Margaret P. Battin, distinguished professor of philosophy and adjunct professor of internal medicine with the Division of Medical Ethics at the University of Utah, will deliver the keynote address “A Contemporary Death.” Battin will draw from her celebrated TedMed Talk, sharing how her personal experiences when her husband’s decision to stop life-prolonging medical care after several years as a quadriplegic challenged her professional work in bioethics on end-of-life care, suicide, and euthanasia.

This year marks the 40th anniversary of the landmark case, In Re Quinlan, decided by the Supreme Court of New Jersey.

“It was the first major judicial decision to hold that life-sustaining medical treatments may be discontinued, even where the patient lacks the capacity to make the decision herself,” said April Meeks (J.D. ’17), Law Review symposium editor. “With new advancements in medicine and the law, however, more people are being faced with end of life decisions.
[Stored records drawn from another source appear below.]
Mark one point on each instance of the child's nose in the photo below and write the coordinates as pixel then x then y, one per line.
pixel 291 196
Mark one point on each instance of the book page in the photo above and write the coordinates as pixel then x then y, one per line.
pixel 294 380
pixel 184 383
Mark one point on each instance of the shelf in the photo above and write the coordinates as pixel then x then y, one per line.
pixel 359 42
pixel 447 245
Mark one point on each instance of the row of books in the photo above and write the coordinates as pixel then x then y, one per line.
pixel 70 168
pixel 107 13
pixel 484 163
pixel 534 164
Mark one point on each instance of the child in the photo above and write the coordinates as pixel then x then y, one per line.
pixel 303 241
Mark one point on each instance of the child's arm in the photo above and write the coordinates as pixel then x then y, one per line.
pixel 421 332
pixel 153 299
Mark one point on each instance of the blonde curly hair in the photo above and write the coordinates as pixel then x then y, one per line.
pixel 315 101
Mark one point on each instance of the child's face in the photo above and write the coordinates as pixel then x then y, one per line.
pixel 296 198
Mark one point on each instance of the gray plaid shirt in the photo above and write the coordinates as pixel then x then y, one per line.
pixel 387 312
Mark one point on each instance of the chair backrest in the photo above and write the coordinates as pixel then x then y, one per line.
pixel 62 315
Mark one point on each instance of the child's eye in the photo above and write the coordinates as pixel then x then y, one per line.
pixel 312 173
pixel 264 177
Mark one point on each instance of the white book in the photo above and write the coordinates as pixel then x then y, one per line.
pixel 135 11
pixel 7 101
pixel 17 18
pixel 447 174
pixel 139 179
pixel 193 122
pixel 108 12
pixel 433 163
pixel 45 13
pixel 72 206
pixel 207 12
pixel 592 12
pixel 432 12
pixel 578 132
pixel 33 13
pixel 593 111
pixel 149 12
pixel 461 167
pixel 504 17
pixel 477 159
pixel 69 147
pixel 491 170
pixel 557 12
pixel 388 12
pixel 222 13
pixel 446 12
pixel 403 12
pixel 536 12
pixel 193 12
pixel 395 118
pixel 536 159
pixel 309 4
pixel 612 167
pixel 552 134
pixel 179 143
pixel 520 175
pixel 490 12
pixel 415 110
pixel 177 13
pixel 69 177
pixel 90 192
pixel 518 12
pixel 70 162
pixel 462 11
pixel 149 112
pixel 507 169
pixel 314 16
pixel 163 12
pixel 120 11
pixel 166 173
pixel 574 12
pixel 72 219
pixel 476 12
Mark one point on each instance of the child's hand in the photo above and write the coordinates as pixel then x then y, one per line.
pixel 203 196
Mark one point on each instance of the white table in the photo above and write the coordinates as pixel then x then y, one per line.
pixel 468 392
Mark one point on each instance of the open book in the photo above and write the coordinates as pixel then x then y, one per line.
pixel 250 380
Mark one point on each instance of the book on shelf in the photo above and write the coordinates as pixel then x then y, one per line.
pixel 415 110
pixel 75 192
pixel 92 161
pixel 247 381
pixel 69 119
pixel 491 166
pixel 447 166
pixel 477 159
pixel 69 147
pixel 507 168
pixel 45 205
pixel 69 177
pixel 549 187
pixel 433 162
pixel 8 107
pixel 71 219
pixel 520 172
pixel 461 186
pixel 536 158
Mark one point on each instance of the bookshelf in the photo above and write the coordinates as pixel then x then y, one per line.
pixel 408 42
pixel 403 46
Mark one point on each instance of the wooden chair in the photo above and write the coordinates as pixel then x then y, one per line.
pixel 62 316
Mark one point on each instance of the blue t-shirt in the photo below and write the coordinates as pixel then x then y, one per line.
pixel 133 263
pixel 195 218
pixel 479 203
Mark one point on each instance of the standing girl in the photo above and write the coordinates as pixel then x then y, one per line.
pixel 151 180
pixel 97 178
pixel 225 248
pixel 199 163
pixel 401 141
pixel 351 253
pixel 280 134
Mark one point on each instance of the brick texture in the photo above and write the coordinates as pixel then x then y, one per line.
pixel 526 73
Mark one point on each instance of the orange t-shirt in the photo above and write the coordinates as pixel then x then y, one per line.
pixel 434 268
We hope that this year’s symposium can educate students and attorneys on where we are as a country — and more specifically as a state — when it comes to making these incredibly important decisions.”

Speakers will discuss how case law, legislation, and general attitudes towards end of life decisions have evolved since In Re Quinlan.

“This topic affects virtually everyone – whether as a patient, family member, or professional – yet, in putting this symposium together, we’ve learned that there is a lot of misinformation about it,” said Kianna Hawkins, (J.D. ’17), Law Review symposium editor. “The symposium allows us to discuss this important issue while also highlighting our stellar Health Law program, which is consistently ranked within the top ten programs in the nation.”

Dr. Dean Karampelas (J.D./M.S.H.A. ’14), critical care medicine and pulmonology specialist with the Northeast Georgia Health System will offer a physician’s perspective on end-of-life decision-making and Alan Meisel, professor of bioethics, professor of law and psychiatry and director, Center for Bioethics and Health Law, University of Pittsburgh and Thaddeus Pope, professor of law and director of the Health Law Institute at the Mitchell Hamline School of Law, will share legal perspectives.

End-of-life decisions affecting specific populations, including pregnancy, disability and the elderly, will be examined in one panel discussion, featuring Michele Bratcher Goodwin, Chancellor’s Professor of law and director of the Center for Biotechnology and Global Health Policy, University of California Irvine, Mary Crossley, professor of law, University of Pittsburgh, and Marshall B. Kapp, professor of medicine & law and director of the Center for Innovative Collaboration in Medicine & Law, Florida State University College of Law and College of Medicine.

Laws and legislation in Georgia will be discussed by panelists Sylvia Caley, R.N., (M.B.A. ’86, J.D. ’89), clinical professor of law, director, Health Law Partnership and co-director, HeLP Legal Services Clinic, Erin Fuse Brown, assistant professor of law, and Samantha R. Johnson (J.D. ’03, M.B.A. ’14), senior associate general counsel, Grady Health System.

“We all need to be better informed about end-of-life decision-making to respect the choices of individual patients and support the providers involved in their care,” said Leslie Wolf, professor of law and director of Georgia State Law’s Center for Law, Health & Society, which is co-sponsoring the symposium. “The day will feature an amazing array of speakers to walk us through some of the most challenging questions on this topic.”

The symposium has been approved for five general CLE credits, one professionalism credit, and one ethics credit. Admission is $30 plus the cost of any additional CLE/professionalism credits. Breakfast and lunch are provided.